Interviews were also conducted with Michael Gravelle, the Liberal MPP critic for the Ministry of Community and Social Services (MCSS), Debbie Moretta, the Director of ODSP and CILT colleagues. I attempted to establish contact with a member of the New Democratic Party (NDP), in an effort to have the three major political parties of Ontario represented, however my requests were not responded to. The interview with Michael Gravelle will add an official political judgment of ODSP and will identify both the Liberal party's official and Gravelle's personal response to ODSP legislation. This will add political firepower to support the argument of this paper as Mr. Gravelle identifies his constituents' response to ODSP as well as his party's commitment to challenging the restrictive nature of this legislation. The interview conducted with Debbie Moretta, Director of ODSP, helped to determine the Harris government's official stance on ODSP. The questions directed towards Ms. Moretta asked that she respond to statements made by the interview participants that they feel like second-class citizens as a result of receiving ODSP, recount how ODSP does support social citizenship rights and indicate whether a cost of living increase to ODSP would occur. Lastly, CILT colleagues were consulted to add the perspective of those who work with persons with disabilities, advocating for changes in social, health and economic policy that are relevant and meaningful. Combined with the responses made by the interview participants, these consultations challenge the official understanding of disability and the limitations upon social citizenship that ODSP imposes by illustrating the actual daily barriers that persons with disabilities confront on a daily basis.
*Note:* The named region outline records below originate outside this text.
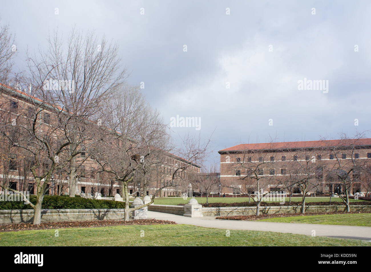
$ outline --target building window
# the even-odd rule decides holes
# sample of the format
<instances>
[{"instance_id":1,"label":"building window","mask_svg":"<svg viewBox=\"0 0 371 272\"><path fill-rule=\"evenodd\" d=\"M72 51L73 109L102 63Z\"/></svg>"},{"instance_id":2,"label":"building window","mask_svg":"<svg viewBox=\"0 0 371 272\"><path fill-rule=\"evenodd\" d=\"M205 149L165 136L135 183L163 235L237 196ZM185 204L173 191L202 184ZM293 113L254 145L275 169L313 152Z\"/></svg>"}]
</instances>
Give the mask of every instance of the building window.
<instances>
[{"instance_id":1,"label":"building window","mask_svg":"<svg viewBox=\"0 0 371 272\"><path fill-rule=\"evenodd\" d=\"M27 117L30 119L30 121L33 121L33 119L35 118L35 114L33 113L33 110L30 107L28 107L27 109ZM31 120L31 119L33 119Z\"/></svg>"},{"instance_id":2,"label":"building window","mask_svg":"<svg viewBox=\"0 0 371 272\"><path fill-rule=\"evenodd\" d=\"M29 183L27 190L30 192L30 195L35 195L35 185L33 183Z\"/></svg>"},{"instance_id":3,"label":"building window","mask_svg":"<svg viewBox=\"0 0 371 272\"><path fill-rule=\"evenodd\" d=\"M9 160L9 169L17 171L17 155L10 154L10 159Z\"/></svg>"},{"instance_id":4,"label":"building window","mask_svg":"<svg viewBox=\"0 0 371 272\"><path fill-rule=\"evenodd\" d=\"M81 166L81 170L80 170L80 172L81 172L81 174L80 175L80 177L81 177L81 178L85 178L85 166Z\"/></svg>"},{"instance_id":5,"label":"building window","mask_svg":"<svg viewBox=\"0 0 371 272\"><path fill-rule=\"evenodd\" d=\"M17 189L17 182L11 181L9 183L9 188L13 190Z\"/></svg>"},{"instance_id":6,"label":"building window","mask_svg":"<svg viewBox=\"0 0 371 272\"><path fill-rule=\"evenodd\" d=\"M47 171L49 170L49 168L50 167L50 164L47 163L47 162L44 161L43 162L43 168L45 169L46 171Z\"/></svg>"},{"instance_id":7,"label":"building window","mask_svg":"<svg viewBox=\"0 0 371 272\"><path fill-rule=\"evenodd\" d=\"M85 157L85 147L83 146L81 147L81 148L80 150L80 157Z\"/></svg>"},{"instance_id":8,"label":"building window","mask_svg":"<svg viewBox=\"0 0 371 272\"><path fill-rule=\"evenodd\" d=\"M10 101L10 112L14 113L18 112L18 103L16 101Z\"/></svg>"},{"instance_id":9,"label":"building window","mask_svg":"<svg viewBox=\"0 0 371 272\"><path fill-rule=\"evenodd\" d=\"M50 114L49 113L44 114L43 122L45 124L50 124Z\"/></svg>"},{"instance_id":10,"label":"building window","mask_svg":"<svg viewBox=\"0 0 371 272\"><path fill-rule=\"evenodd\" d=\"M46 187L45 188L45 193L44 194L45 195L49 195L49 188L50 186L49 184L46 184Z\"/></svg>"}]
</instances>

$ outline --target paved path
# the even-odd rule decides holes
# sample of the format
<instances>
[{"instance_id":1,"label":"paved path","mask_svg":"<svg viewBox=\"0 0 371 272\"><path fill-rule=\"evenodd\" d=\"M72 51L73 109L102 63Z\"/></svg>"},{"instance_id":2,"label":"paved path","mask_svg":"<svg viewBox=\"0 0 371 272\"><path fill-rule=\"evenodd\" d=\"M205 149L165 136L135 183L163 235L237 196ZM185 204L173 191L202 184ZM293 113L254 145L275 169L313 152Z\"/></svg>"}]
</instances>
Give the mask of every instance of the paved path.
<instances>
[{"instance_id":1,"label":"paved path","mask_svg":"<svg viewBox=\"0 0 371 272\"><path fill-rule=\"evenodd\" d=\"M274 231L309 235L312 235L312 231L314 230L316 236L357 239L371 242L371 227L221 220L215 219L215 216L186 217L183 215L149 211L148 216L150 218L175 221L178 224L226 229Z\"/></svg>"}]
</instances>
The last tool used in this research will be drawn from my own participant observations gained from my position at the Centre for Independent Living in Toronto, (CILT) a disabled consumer organization. As program coordinator for an Attendant Services database for Supportive Housing and Outreach Attendant Care (9) I communicate daily with persons with disabilities, their family members, the Ministry of Health and Long-Term Care, social workers and community organizations. Including my work experiences will complement and enhance the responses made by the interview participants and will contribute additional evidence to the argument that ODSP recipients are greatly limited in their ability to participate in our society.


(1) ODSP provides income support and employment supports to people over the age of 18.

(2) The Ontarians with Disability Act (ODA) would force businesses and public spaces to become accessible, would improve accessibility of transportation systems and would create improved access to employment and educational opportunities for PWDs. For a detailed description of the ODA, please refer to "Making Ontario Open for People with Disabilities: A Blueprint for a Strong and Effective Ontarians with Disabilities Act", ODA, April 22, 1998

(3) Federal, Provincial and Territorial Advisory Committee on Population Health. Towards a Healthy Future: Second Report on the Health of Canadians, Ottawa: Health Canada, 1999. 20.

(4) Richard Shillington, "Adding Social Condition to the Canadian Human Rights Act: Some Issues" Canadian Human Rights Act Review, Ottawa: Canadian Human Rights Act Review, 2000.

(5) Gail Fawcett, Living with Disability in Canada: An Economic Portrait (Quebec: Office for Disability Issues, 1996) 11.

(6) Fawcett, 19.

(7) Debbie Moretta, Personal Letter, 12 July. 2001.

(8) Ministry of Community and Social Services, Ontario Disability Support Program Act, 1997 Chapter 25. Section 1. (Toronto: Ontario Publications, February 5, 1999)

(9) Attendant services assist individuals with physical disabilities by providing physical assistance in completing activities of daily living. In effect, the attendants become the "arms and legs" of the PWD. Supportive Housing projects are apartments that are integrated into regular apartment buildings, and Attendant services are provided on a scheduled and on-call 24-hour basis. Outreach attendant services are offered in the individual's home on a scheduled basis. Attendant services are funded though the Ministry of Health and Long-Term Care.